MATAHARI siang itu amatlah terik. Panasnya membakar kulit tubuh dan wajah. Sungguh. Panas hari itu adalah panas yang terasa menyengat maksimal. Terlebih jika mengingat, hari-hari sebelumnya berselimut mendung melulu.
Bagiku, yang kerap pusing bila kelamaan terpapar sinar cetar matahari, cuaca yang seperti itu tentu jadi momok tersendiri. Mencegahku untuk beraktivitas luar ruangan. Bahkan sekadar untuk mengambil jemuran kering. Daripada pusing cuma gara-gara ambil jemuran, lebih baik duduk manis di dalam rumah. Maksimal nongkrong di teras depan. Jemuran sampai jadi keripik ya biarkan sajalah.
Itulah sebabnya aku amat takjub melihat Mbah Tukul yang sedari tadi sibuk di bawah panasnya sang mentari. Luar biasa. Berpanas-panas dan baik-baik saja. Padahal, usiaku jelas jauh lebih muda daripada beliau.
Lalu, apa yang dilakukan Mbah Tukul? Hmmm. Sedari tadi beliau kulihat sibuk menimbun stok bahan bakar. Oops! Jangan berpikiran buruk dulu. Beliau tidak sedang melakukan tindak kriminalitas, kok. Sebab bahan bakar yang ditimbunnya murni milik pribadi, plus sedikit tambahan dari milik tetangga sekitar. Itu pun sudah seizin para tetangga yang bersangkutan. Maka dijamin tak bakalan bikin kisruh. Tak akan bikin guncang stabilitas harga bahan bakar nasional.

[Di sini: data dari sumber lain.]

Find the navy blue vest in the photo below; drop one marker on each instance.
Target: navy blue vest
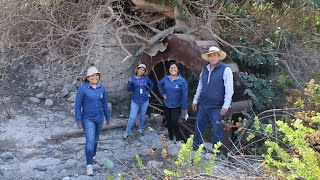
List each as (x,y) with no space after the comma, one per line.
(212,94)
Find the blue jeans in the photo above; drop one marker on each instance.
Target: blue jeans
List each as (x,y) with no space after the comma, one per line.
(135,108)
(204,115)
(92,131)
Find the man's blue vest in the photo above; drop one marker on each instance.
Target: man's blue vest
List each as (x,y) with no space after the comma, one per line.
(212,94)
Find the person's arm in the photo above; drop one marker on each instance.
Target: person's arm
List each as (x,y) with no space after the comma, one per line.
(184,89)
(151,85)
(228,85)
(130,85)
(161,88)
(78,105)
(105,105)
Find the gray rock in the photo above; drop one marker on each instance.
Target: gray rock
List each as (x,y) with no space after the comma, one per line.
(36,73)
(49,102)
(64,92)
(51,88)
(1,162)
(34,100)
(41,168)
(7,155)
(41,84)
(107,163)
(40,95)
(67,87)
(72,97)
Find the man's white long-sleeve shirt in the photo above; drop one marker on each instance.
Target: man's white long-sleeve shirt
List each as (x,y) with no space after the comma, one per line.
(228,85)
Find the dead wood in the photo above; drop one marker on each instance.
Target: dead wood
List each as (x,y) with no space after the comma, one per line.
(77,133)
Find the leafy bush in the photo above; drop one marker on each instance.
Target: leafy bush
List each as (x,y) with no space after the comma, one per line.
(299,157)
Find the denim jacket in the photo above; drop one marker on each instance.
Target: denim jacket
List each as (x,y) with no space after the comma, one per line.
(91,103)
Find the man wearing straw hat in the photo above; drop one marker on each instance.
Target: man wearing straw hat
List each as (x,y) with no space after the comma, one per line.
(214,94)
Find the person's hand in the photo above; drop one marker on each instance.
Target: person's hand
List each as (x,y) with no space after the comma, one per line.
(223,111)
(194,107)
(164,96)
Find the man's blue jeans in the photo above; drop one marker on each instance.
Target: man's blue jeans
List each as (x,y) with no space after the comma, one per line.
(92,131)
(204,115)
(135,108)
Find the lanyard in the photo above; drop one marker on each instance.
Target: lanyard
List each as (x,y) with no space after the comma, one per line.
(140,82)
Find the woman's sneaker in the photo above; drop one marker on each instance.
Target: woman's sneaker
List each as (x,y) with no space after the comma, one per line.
(94,159)
(140,131)
(125,136)
(89,170)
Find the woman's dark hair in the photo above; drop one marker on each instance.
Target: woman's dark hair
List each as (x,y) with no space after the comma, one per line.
(139,68)
(175,63)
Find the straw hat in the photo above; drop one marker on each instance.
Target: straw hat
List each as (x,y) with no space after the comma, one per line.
(214,49)
(143,66)
(92,70)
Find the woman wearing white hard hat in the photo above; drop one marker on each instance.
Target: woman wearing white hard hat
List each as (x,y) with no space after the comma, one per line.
(91,107)
(141,86)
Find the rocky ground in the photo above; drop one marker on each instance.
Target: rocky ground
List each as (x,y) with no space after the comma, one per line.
(34,108)
(28,150)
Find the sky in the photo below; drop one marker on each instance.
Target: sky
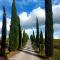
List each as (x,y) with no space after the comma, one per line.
(27,11)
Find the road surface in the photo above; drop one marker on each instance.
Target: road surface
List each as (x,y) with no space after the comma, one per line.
(26,54)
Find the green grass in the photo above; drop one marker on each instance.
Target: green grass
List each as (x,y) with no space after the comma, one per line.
(56,42)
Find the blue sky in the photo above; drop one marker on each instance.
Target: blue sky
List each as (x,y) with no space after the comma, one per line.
(28,10)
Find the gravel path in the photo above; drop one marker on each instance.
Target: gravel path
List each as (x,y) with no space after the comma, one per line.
(26,54)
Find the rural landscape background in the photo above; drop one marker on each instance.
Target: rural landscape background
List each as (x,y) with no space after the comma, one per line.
(29,30)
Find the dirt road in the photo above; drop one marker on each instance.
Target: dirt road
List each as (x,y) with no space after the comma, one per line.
(26,54)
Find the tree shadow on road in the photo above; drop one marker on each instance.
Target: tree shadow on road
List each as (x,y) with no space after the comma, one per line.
(34,54)
(3,58)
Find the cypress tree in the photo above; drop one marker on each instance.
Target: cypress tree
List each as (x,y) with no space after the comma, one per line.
(3,43)
(41,42)
(20,35)
(14,29)
(48,29)
(37,33)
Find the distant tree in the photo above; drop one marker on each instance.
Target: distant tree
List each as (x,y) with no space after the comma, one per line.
(48,29)
(14,29)
(41,42)
(37,33)
(3,43)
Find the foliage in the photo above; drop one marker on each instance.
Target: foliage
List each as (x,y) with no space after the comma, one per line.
(3,43)
(48,29)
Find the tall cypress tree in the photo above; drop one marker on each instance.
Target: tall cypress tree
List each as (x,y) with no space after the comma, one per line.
(37,32)
(14,29)
(3,43)
(41,42)
(20,34)
(48,29)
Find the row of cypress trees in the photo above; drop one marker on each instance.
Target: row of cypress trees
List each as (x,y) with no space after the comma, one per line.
(16,39)
(15,35)
(15,30)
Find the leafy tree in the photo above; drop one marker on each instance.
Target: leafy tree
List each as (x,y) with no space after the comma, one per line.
(48,29)
(14,29)
(3,43)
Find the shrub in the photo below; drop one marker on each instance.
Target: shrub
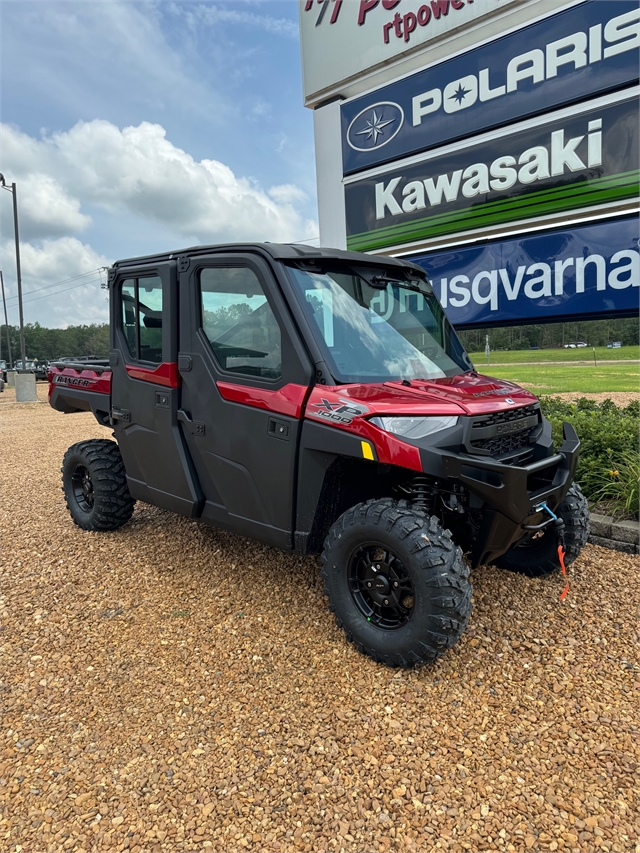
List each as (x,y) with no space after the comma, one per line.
(609,442)
(621,485)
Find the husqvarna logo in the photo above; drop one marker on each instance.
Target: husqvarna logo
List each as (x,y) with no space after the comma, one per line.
(375,126)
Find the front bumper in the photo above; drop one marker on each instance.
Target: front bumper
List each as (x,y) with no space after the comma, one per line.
(511,494)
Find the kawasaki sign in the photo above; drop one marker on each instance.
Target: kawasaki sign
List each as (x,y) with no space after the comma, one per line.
(588,49)
(587,271)
(583,159)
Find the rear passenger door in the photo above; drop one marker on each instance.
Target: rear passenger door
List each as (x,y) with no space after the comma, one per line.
(245,378)
(145,388)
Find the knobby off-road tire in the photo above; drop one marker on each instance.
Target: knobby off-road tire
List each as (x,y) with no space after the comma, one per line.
(538,557)
(429,591)
(95,485)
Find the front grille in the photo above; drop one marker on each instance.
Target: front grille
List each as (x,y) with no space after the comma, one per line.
(503,417)
(500,433)
(503,443)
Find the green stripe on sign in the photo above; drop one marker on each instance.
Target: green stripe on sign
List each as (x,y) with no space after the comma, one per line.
(583,194)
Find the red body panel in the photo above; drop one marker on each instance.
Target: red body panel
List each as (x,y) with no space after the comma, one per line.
(467,394)
(285,401)
(473,393)
(459,395)
(86,379)
(164,374)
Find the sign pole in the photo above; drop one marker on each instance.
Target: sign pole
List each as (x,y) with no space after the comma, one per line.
(6,321)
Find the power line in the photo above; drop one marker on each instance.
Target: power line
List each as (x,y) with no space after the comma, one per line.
(73,287)
(56,283)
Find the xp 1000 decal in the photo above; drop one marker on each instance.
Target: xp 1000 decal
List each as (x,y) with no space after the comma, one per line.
(562,164)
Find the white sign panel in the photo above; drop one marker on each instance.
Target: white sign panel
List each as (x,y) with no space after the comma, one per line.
(342,39)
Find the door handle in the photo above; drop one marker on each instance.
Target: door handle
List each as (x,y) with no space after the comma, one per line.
(120,415)
(194,427)
(278,429)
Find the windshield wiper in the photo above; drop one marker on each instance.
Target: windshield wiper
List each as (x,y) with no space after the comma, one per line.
(380,282)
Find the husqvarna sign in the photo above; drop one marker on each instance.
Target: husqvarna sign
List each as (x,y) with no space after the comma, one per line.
(587,49)
(588,271)
(496,142)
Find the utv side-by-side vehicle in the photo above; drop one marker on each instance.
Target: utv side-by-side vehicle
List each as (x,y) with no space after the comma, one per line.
(319,401)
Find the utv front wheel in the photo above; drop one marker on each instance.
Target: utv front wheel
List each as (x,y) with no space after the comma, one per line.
(95,485)
(396,582)
(538,556)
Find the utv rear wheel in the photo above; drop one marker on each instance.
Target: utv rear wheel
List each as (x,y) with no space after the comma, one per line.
(538,557)
(396,582)
(95,485)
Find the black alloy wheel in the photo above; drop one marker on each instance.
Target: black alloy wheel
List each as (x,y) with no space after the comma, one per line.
(82,487)
(95,487)
(381,587)
(396,582)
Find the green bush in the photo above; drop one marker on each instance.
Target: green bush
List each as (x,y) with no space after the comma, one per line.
(620,485)
(609,442)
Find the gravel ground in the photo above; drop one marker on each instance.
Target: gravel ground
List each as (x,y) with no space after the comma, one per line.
(171,687)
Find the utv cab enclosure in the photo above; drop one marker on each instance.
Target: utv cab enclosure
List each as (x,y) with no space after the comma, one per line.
(320,401)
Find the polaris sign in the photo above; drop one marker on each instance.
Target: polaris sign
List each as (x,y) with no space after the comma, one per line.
(575,54)
(582,159)
(587,272)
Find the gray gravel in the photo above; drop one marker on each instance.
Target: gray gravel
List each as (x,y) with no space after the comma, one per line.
(170,687)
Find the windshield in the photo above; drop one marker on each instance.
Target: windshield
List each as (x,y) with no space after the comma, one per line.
(373,334)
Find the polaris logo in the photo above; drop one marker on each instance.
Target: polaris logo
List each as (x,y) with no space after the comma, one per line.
(375,126)
(71,380)
(512,426)
(577,50)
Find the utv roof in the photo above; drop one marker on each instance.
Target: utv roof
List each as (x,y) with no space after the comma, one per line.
(278,251)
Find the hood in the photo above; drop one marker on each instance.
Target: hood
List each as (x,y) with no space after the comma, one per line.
(465,394)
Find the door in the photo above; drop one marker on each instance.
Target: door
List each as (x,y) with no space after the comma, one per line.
(245,377)
(145,388)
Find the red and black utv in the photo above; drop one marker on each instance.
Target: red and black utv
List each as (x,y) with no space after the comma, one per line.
(320,401)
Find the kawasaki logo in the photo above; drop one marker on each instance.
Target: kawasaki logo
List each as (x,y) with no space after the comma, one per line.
(500,175)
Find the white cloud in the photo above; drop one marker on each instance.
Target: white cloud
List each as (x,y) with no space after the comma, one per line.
(47,209)
(135,175)
(74,300)
(212,15)
(137,170)
(287,193)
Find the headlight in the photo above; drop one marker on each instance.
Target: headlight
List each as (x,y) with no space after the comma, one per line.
(414,427)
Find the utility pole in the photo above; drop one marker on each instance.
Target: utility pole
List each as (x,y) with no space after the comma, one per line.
(6,321)
(14,192)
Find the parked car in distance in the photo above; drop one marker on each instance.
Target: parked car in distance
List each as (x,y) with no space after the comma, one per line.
(39,368)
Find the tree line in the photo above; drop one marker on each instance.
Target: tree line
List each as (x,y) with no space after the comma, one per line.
(595,333)
(48,344)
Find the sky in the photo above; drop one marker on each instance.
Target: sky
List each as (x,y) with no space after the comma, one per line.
(136,127)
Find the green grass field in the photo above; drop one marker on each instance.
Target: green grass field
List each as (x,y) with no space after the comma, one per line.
(555,379)
(563,355)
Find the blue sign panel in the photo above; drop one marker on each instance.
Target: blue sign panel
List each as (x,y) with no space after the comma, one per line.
(589,271)
(588,49)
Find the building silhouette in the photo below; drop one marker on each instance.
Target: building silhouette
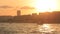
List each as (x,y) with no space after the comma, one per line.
(18,12)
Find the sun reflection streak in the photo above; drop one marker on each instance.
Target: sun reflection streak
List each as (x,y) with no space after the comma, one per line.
(45,28)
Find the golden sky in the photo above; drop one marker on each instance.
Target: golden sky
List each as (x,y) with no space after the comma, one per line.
(17,4)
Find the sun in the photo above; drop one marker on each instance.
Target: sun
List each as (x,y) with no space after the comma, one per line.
(45,5)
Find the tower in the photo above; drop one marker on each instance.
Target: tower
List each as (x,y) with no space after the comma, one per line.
(18,12)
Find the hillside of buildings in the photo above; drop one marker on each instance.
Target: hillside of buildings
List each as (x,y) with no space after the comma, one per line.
(47,17)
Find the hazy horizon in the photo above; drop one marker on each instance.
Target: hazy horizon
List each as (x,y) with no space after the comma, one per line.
(9,7)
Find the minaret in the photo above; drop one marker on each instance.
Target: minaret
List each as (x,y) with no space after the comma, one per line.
(18,12)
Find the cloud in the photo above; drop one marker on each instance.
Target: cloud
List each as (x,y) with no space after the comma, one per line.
(6,7)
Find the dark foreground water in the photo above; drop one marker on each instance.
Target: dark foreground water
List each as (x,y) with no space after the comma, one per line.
(29,28)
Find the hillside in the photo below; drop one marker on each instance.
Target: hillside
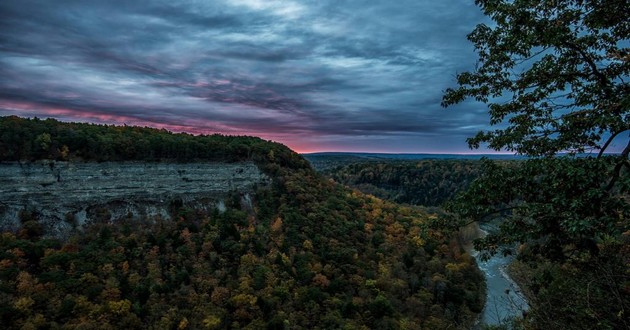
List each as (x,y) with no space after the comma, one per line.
(426,182)
(308,253)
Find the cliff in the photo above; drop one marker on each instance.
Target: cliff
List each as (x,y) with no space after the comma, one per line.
(66,195)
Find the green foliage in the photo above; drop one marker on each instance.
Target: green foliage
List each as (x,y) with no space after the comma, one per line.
(554,75)
(24,139)
(426,182)
(556,72)
(309,254)
(559,206)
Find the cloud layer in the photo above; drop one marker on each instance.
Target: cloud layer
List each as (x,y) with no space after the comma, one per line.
(315,75)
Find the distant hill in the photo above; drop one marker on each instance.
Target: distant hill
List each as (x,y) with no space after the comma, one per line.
(303,252)
(322,161)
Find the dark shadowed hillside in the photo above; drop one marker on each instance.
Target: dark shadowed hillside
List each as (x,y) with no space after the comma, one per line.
(305,253)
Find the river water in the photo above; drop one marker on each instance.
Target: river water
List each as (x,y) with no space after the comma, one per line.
(504,299)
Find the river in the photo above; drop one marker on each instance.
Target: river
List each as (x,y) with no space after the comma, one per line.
(504,299)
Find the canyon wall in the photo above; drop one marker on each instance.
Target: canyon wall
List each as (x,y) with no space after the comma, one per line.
(67,195)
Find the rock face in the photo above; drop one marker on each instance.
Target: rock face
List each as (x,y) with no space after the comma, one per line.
(66,195)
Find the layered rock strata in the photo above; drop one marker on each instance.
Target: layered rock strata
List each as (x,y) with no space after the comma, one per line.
(67,195)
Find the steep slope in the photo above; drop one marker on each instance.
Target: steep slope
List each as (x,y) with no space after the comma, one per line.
(305,253)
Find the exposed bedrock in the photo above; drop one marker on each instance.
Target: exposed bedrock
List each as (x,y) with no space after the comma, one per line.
(66,195)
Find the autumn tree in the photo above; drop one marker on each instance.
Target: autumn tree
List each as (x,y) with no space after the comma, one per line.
(554,75)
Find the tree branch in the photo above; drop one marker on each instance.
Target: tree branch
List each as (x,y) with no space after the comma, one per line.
(617,170)
(612,137)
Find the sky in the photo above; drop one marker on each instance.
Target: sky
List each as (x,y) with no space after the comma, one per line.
(326,75)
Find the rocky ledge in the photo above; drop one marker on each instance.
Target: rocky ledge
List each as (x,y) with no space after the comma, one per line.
(67,195)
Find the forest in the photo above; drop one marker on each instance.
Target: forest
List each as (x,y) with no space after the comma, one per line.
(426,182)
(314,254)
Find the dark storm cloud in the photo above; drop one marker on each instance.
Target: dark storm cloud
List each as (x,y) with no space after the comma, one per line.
(313,74)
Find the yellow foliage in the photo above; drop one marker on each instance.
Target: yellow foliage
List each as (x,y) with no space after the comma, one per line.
(417,241)
(244,299)
(212,322)
(276,226)
(308,245)
(24,304)
(120,307)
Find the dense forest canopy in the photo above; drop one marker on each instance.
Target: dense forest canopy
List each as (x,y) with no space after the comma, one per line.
(425,182)
(555,76)
(313,254)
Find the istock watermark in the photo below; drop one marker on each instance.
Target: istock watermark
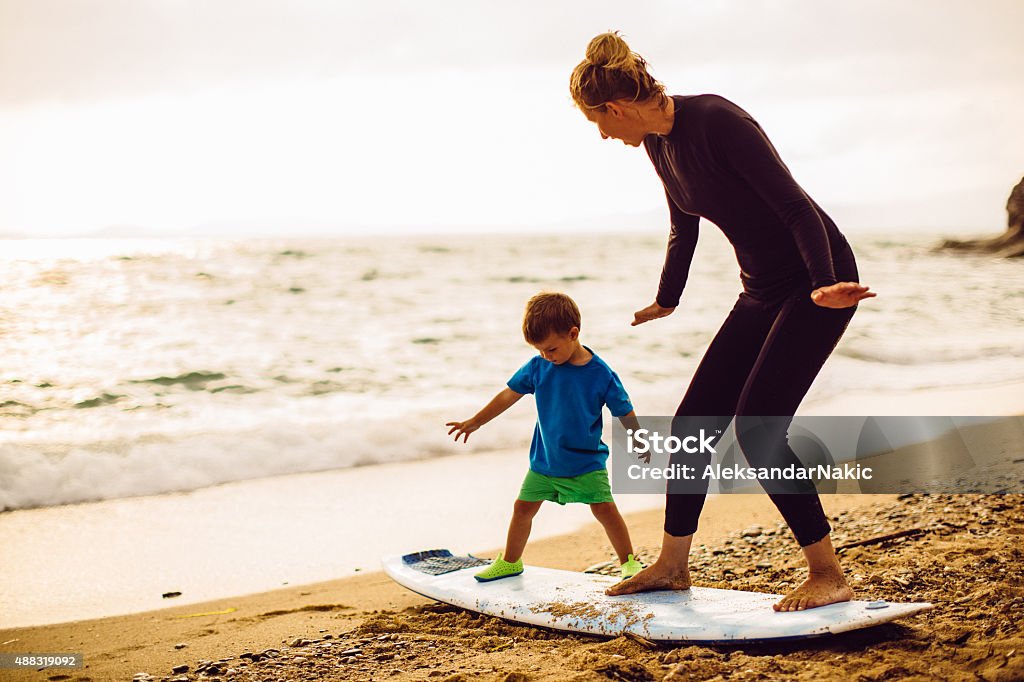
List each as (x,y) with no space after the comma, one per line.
(823,455)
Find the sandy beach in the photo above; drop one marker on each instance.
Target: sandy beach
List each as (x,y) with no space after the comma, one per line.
(964,556)
(961,552)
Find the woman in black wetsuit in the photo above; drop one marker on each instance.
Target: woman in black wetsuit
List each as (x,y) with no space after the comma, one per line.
(798,272)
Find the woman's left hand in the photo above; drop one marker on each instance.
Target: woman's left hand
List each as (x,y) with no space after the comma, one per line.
(841,295)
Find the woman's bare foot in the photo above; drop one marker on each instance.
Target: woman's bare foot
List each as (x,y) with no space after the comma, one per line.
(817,590)
(825,583)
(653,578)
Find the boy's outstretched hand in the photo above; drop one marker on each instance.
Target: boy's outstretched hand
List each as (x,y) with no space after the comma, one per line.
(462,429)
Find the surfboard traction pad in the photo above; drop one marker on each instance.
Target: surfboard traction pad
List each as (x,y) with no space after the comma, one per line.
(438,562)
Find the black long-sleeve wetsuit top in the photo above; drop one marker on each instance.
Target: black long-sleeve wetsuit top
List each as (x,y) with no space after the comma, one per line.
(717,163)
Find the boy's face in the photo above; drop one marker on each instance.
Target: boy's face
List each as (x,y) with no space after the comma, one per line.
(558,348)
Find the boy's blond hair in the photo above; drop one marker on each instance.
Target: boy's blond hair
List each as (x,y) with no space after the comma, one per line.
(547,313)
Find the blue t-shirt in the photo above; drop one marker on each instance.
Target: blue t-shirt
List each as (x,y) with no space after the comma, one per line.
(569,398)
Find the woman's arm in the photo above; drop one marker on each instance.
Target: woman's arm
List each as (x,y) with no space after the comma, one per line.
(679,255)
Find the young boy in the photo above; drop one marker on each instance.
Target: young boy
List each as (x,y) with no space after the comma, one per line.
(570,385)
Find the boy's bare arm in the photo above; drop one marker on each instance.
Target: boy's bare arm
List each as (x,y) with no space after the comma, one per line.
(498,405)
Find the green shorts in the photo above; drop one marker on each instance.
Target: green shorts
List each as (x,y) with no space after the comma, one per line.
(589,488)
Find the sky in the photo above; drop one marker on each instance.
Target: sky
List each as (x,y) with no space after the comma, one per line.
(259,117)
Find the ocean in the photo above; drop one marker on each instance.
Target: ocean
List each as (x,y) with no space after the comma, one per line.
(134,368)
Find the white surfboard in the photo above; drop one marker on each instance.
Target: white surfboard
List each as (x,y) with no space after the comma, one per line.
(576,602)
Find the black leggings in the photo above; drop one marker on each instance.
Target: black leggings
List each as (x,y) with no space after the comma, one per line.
(761,363)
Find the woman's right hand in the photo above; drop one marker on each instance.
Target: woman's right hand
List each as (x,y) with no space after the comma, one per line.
(652,311)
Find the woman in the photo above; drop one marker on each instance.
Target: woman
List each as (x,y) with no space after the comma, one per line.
(798,272)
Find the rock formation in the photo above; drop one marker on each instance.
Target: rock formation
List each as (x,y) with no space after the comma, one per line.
(1008,245)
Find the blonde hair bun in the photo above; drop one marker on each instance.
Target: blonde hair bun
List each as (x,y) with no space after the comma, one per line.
(611,71)
(610,51)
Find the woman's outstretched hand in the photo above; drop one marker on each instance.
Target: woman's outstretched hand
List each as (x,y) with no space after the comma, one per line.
(841,295)
(652,311)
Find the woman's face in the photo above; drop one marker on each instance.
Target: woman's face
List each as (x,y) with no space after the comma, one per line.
(619,122)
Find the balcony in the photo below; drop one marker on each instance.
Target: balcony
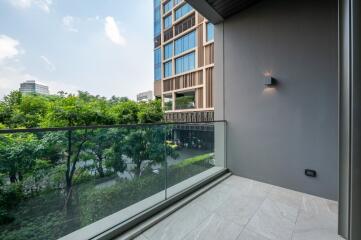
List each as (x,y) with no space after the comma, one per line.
(243,209)
(101,180)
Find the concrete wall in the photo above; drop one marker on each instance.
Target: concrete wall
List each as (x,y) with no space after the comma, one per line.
(274,134)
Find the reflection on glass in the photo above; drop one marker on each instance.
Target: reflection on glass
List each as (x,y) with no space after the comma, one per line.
(185,100)
(168,102)
(55,182)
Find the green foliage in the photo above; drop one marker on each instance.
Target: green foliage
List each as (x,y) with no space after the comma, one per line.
(51,181)
(195,160)
(30,111)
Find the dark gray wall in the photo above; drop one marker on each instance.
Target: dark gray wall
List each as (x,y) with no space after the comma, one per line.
(275,134)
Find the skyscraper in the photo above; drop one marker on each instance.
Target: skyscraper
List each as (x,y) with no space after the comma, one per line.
(31,87)
(183,61)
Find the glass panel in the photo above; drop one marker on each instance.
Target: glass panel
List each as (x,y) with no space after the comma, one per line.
(168,51)
(157,64)
(183,10)
(177,2)
(157,17)
(192,154)
(168,69)
(185,43)
(54,183)
(185,63)
(210,32)
(168,6)
(168,22)
(168,102)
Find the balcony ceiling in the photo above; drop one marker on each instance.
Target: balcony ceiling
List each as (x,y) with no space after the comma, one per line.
(227,8)
(218,10)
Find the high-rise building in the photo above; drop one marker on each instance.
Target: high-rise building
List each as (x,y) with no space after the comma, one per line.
(31,87)
(183,61)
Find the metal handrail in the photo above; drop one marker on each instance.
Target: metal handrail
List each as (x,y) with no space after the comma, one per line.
(54,129)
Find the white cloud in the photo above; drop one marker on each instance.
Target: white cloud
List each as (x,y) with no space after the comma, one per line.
(8,47)
(68,23)
(50,65)
(113,33)
(23,4)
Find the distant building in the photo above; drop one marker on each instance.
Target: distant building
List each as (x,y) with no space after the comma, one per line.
(145,96)
(31,87)
(183,61)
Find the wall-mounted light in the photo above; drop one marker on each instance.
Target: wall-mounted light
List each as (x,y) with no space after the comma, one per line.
(269,81)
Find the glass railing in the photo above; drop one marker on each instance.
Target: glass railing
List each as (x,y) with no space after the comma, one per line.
(77,182)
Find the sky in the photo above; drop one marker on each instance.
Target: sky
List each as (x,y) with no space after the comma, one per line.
(104,47)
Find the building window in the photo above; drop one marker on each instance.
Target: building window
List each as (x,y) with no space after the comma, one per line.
(210,32)
(167,6)
(168,102)
(176,2)
(185,24)
(168,69)
(157,64)
(185,43)
(157,17)
(185,100)
(185,63)
(168,34)
(168,22)
(168,51)
(183,10)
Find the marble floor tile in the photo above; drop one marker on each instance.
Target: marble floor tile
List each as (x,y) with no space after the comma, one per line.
(214,198)
(286,196)
(318,234)
(140,237)
(243,209)
(274,220)
(243,186)
(249,235)
(179,224)
(240,209)
(214,228)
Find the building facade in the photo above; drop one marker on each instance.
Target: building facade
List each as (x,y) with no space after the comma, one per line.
(145,96)
(183,62)
(31,87)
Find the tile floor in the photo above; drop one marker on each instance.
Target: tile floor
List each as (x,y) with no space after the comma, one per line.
(243,209)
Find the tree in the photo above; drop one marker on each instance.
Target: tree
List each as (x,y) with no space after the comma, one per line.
(150,112)
(18,153)
(147,144)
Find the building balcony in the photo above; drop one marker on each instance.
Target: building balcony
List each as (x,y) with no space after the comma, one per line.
(242,209)
(162,181)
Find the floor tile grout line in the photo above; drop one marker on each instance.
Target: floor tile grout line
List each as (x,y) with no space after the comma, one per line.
(259,207)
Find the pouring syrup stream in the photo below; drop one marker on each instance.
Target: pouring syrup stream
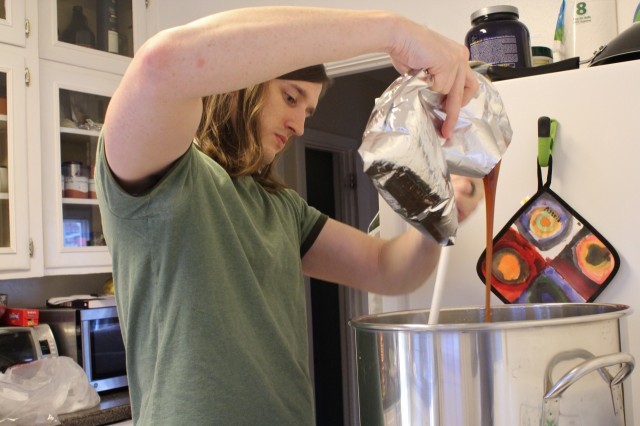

Ya, tentu saja begitu. Bahan bakar yang sedang ditimbun Mbah Tukul bukanlah BBM (Bahan Bakar Minyak). Bukan bahan bakar yang berbahan dasar fosil, melainkan berbahan dasar limbah kayu serta limbah pohon dan buah kelapa. Tepatnya Mbah Tukul siang itu sedang sibuk menjemur potongan-potongan kayu dan serbuk kayu (hasil gergajian). Limbah kayu tersebut merupakan sisa bahan, yang tempo hari untuk merenovasi kandang ayam milik tetangga.Â
Selain limbah kayu, beliau juga menjemur aneka rupa bahan bakar lainnya. Ada reranting kecil pohon bambu (kami menyebutnya carang). Ada potongan dahan pohon yang tempo hari ditebang. Ada pula berbagai bagian dari pohon kelapa; mulai dari tempurung, sabut, hingga daun keringnya.
Saat tahu aku mengamatinya dari balik jendela kayu, beliau tertawa lebar. Lalu katanya, "Mumpung panas, Jeng. Semua ini dijemur supaya kemripik (artinya "seperti keripik" atau "kering betul"). Ben gampang nggo daden geni(Supaya mudah kalau untuk menyalakan api). Lumayan, Jeng. Bisa ngirit. Enggak usah keluar duit untuk beli gas."
Demi sebentuk kesopanan, saya bersiap merespons. Tapi belum juga saya sempat membuka mulut, Mbah Tukul melanjutkan bicara, "Lagi pula sekarang susah, Jeng. Gasnya makin mahal. Dicari juga makin sulit. Harus beli ke toko-toko yang jauh. Simbah ini 'kan jadi repot kalau mau beli. Tuh, sudah lama kompor gas Simbah nganggur."
Mendengar lanjutan curhatan tersebut, respons saya justru berupa senyuman lebar. Jangan salah sangka. Saya tak sedang bahagia di atas penderitaan Mbah Tukul. Senyuman lebar itu hanyalah kamuflase. Percayalah. Yang sesungguhnya terasa di hati saya adalah miris. Iya, miris sebab curhatan Mbah Tukul mengingatkan saya pada sesuatu yang rumit.
Sudah berulang kali Mbah Tukul curhat dengan tema serupa. Bahkan tak hanya beliau, hampir semua tetangga pernah curhat dengan tema serupa. Respons saya pun serupa. Yakni senyuman lebar. Mau bagaimana lagi? Tidak mungkin saya menjawab, "Tenang, Mbah. Kalau butuh gas melon, nanti saya belikan."
Saya toh tidak berlimpah uang dan waktu luang sehingga bisa menolongnya dengan cara heroik begitu. Mana mungkin saya mau mentraktir dan mencarikan gas melon yang kerap langka di pasaran? Lha wong saya sendiri tidak pernah membelinya, kok.